I remember being a little girl, when all I had to do was wear my favourite dress to feel like the prettiest girl I could be. I'd lay it out on my bed, bring the perfect shoes to match and jump in the shower to be completely clean before I put such an amazing dress on. I let my hair dry to its naturally loose curls and went around acting like the most well behaved little girl you'd know, because in my head, I felt like a princess and all it took was a pretty dress.
As a kid growing up, I never wanted to wear makeup. In fact, I thought it made me look ugly.. Not that I knew what to do with it, or how to use it or even owned any to begin with. But even the slightest bit of powder made me feel like I had a mask on my face and all I wanted to do was take it off.
Fast forward to ten years later.. I wake up in the morning, most probably with a bun or ponytail that I put my hair in the night before because of some article I've read that strictly claims my pillowcases are damaging my hair. I make my way to the bathroom, wash my face, brush my teeth and freshen up. It's usually time for my dose of tea as I scroll through my favourite Instagram feeds, Pinterest boards, YouTube channels, a few blog posts and some tweets. I'm suddenly motivated to try and look my best.
I head to the shower, use my favourite body wash, scrub and exfoliate. Maybe even put that hair mask on...You know, the one for special occasions. I look through my wardrobe, try ten different outfits on and all of a sudden, 30 minutes have passed before I've found just the right outfit. I curl my hair into gorgeous waves, just the way I like it. Right about now, I've given my moisturiser and primer just enough time to set. I gently dab my foundation on with a beautyblender, attempt to create the best eye look I've ever done, maybe even try to wing my liner, hoping it won't fail but if it does, layering 2 of my favourite mascaras for long voluminous lashes will do the job. I apply some blush for beautiful rosy cheeks and put on my perfect nude lipstick, nude lips have always suited me best.
All of that work is just a recipe for beauty, well at least it should be.. I spent 2 whole hours getting ready. I walk up to the most flattering mirror in the house as I scrunch the ends of my hair for some extra volume right before the big reveal. I take a look at myself with a huge smile on my face, but all I can see is.. Me, me with some enhanced features. I mean, I wasn't expecting to see a model, or to look like I just came out of a magazine cover, but.. Is that all? 2 whole hours to just see my same self look right back at me?
Then it hit me.. That's all I'll ever see. But you know what? I didn't mind.
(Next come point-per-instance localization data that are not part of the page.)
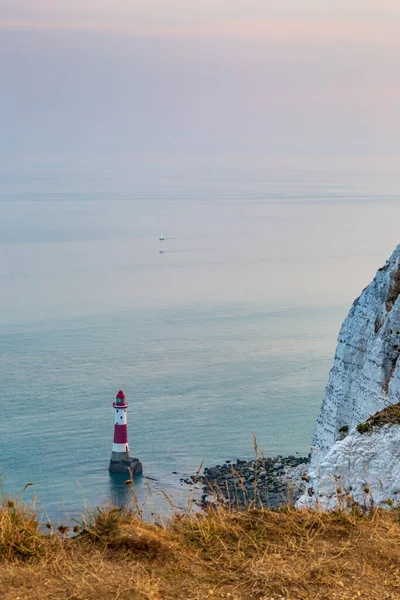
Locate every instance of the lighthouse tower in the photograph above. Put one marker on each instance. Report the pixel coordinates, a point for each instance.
(121, 461)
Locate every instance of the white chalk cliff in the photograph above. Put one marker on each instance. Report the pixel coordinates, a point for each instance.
(362, 468)
(365, 379)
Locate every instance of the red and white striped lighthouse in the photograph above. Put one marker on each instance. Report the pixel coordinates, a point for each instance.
(121, 460)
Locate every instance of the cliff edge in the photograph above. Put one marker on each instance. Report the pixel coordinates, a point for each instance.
(365, 377)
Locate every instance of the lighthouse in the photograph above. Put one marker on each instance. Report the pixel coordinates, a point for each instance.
(121, 460)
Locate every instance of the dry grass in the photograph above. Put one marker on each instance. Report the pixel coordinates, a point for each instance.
(242, 555)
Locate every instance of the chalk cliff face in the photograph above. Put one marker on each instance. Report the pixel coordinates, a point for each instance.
(365, 377)
(362, 468)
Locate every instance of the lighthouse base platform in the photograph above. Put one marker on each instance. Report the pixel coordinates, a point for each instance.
(131, 466)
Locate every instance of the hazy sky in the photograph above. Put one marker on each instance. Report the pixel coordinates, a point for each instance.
(240, 76)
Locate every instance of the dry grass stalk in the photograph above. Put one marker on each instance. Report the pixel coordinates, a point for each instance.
(252, 554)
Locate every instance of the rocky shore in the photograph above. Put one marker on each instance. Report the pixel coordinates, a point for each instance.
(267, 482)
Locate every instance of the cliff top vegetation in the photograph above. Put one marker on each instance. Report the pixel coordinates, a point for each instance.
(250, 554)
(388, 416)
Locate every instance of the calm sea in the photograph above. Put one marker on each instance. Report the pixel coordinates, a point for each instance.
(232, 330)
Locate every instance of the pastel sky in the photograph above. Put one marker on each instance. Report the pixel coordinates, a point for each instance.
(294, 76)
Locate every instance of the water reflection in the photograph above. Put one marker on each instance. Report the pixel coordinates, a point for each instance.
(122, 494)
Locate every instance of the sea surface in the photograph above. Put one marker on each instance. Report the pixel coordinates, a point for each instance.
(228, 333)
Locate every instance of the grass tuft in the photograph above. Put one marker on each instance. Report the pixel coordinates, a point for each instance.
(247, 554)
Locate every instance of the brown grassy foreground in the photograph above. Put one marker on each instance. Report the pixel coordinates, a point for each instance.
(253, 554)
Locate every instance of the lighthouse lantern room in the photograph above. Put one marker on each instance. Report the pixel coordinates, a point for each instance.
(121, 460)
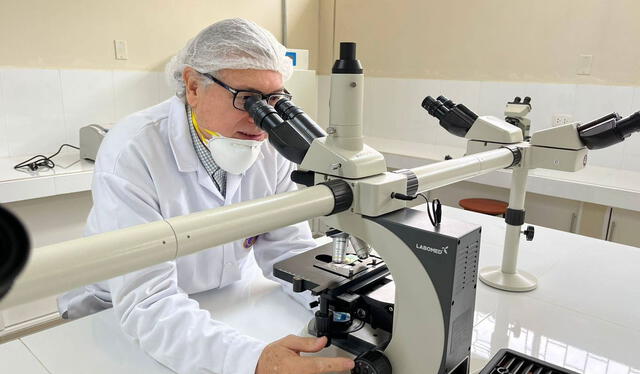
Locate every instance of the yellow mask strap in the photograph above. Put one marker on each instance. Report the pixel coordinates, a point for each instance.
(199, 130)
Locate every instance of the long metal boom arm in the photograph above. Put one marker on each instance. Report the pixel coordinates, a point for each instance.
(443, 173)
(63, 266)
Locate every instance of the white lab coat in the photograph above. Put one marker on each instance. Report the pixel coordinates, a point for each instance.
(147, 170)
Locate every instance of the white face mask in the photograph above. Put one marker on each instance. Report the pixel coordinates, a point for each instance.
(234, 156)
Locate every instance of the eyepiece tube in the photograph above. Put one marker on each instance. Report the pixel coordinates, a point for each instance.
(608, 130)
(629, 125)
(290, 138)
(264, 115)
(435, 107)
(289, 111)
(455, 118)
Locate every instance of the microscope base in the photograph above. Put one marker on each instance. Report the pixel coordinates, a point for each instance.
(519, 282)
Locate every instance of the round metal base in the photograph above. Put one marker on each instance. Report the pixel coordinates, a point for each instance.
(519, 282)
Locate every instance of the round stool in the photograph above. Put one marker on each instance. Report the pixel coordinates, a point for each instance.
(486, 206)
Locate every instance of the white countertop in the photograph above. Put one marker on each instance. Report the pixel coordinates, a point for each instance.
(70, 175)
(585, 314)
(598, 185)
(593, 184)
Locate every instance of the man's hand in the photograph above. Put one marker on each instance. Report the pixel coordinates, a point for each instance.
(283, 357)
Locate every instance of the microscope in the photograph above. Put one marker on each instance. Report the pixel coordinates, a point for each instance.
(395, 288)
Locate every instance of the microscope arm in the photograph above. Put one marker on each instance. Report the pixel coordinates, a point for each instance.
(63, 266)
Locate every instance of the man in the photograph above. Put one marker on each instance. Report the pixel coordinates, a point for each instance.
(199, 150)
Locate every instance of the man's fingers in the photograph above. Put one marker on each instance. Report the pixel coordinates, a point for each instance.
(313, 365)
(300, 344)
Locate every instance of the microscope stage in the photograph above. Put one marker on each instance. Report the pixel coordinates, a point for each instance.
(313, 270)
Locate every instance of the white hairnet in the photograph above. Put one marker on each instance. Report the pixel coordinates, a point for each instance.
(234, 43)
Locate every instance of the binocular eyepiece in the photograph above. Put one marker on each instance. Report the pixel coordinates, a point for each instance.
(291, 136)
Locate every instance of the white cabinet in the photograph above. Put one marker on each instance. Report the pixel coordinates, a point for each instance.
(552, 212)
(624, 226)
(541, 210)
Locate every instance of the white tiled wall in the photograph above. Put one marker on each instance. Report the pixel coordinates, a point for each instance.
(42, 108)
(4, 146)
(392, 109)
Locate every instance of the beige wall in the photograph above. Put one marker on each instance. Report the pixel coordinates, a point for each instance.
(80, 34)
(490, 39)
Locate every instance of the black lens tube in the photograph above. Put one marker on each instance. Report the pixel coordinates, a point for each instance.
(455, 118)
(608, 130)
(290, 138)
(290, 112)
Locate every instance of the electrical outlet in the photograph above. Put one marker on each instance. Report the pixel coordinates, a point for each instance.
(560, 119)
(584, 67)
(121, 49)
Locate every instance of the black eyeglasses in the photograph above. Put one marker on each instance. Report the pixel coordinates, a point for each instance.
(241, 96)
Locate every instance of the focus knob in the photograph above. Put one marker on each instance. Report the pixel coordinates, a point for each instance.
(529, 233)
(372, 362)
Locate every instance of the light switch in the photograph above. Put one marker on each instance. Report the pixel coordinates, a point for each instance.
(121, 49)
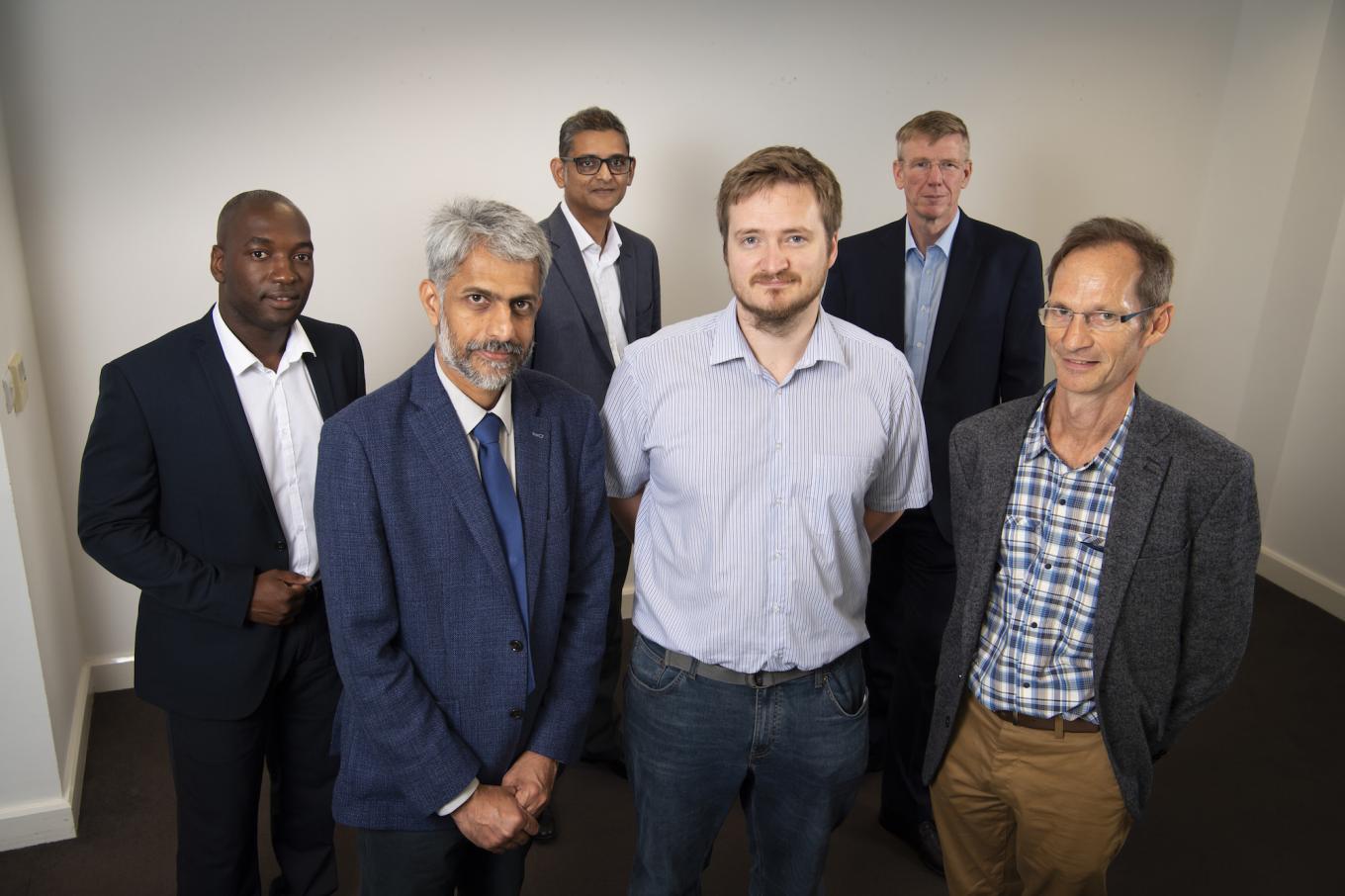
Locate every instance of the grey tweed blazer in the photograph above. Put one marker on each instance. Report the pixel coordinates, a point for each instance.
(1177, 578)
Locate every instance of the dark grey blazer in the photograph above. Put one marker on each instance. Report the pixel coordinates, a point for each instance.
(1177, 576)
(571, 342)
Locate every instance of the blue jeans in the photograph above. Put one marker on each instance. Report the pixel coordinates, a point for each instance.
(794, 754)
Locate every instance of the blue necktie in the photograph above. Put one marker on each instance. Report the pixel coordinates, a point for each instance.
(508, 525)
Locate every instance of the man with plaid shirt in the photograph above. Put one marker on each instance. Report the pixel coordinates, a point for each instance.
(1109, 603)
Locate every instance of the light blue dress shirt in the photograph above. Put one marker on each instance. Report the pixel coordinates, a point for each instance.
(925, 288)
(750, 545)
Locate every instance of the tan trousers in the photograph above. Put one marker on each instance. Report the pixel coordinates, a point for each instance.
(1026, 811)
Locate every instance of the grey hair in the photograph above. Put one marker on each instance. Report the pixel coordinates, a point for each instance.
(464, 224)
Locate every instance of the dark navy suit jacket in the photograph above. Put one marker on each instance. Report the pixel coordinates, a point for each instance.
(571, 338)
(425, 626)
(174, 499)
(987, 343)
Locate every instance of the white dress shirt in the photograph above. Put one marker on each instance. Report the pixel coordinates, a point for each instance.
(471, 413)
(283, 413)
(607, 284)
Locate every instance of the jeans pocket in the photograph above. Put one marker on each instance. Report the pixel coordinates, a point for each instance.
(649, 672)
(847, 689)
That's how I was made and I should be happy with it. I shouldn't have to paint my face to be happy with myself. Makeup is art and I love playing around with it, but I also love my makeup-free days. I love letting my skin breathe, I love giving my cheeks the chance to be naturally pink and that's how it should be. Sure, makeup is a fun confidence booster that does a great job at enhancing our best features but that doesn't mean we need any to look beautiful. Everyone has their days where they don't feel their most beautiful self and can only see their flaws, even the people you find so stunning. You might see someone and think, how in the world can they look so effortlessly gorgeous all the time? But even they think they're not pretty enough sometimes.
If you ever feel like you're not pretty enough or good enough, just think there's someone out there that would love to look like you. They'd love to have your super curly, super straight or anything in between hair. They'd love to have your green, blue, grey, brown, light, dark eyes. They'd love your freckles, dimples, or none at all. They'd love to be as tall or as short as you. They'd love to be as pale or as dark as you. Someone out there looks at you and thinks, why can't I be that pretty? It might be a cliche thing to say, but everyone is beautiful in their own special way, no matter what size, height or colour.
If you can't see it, someone else can.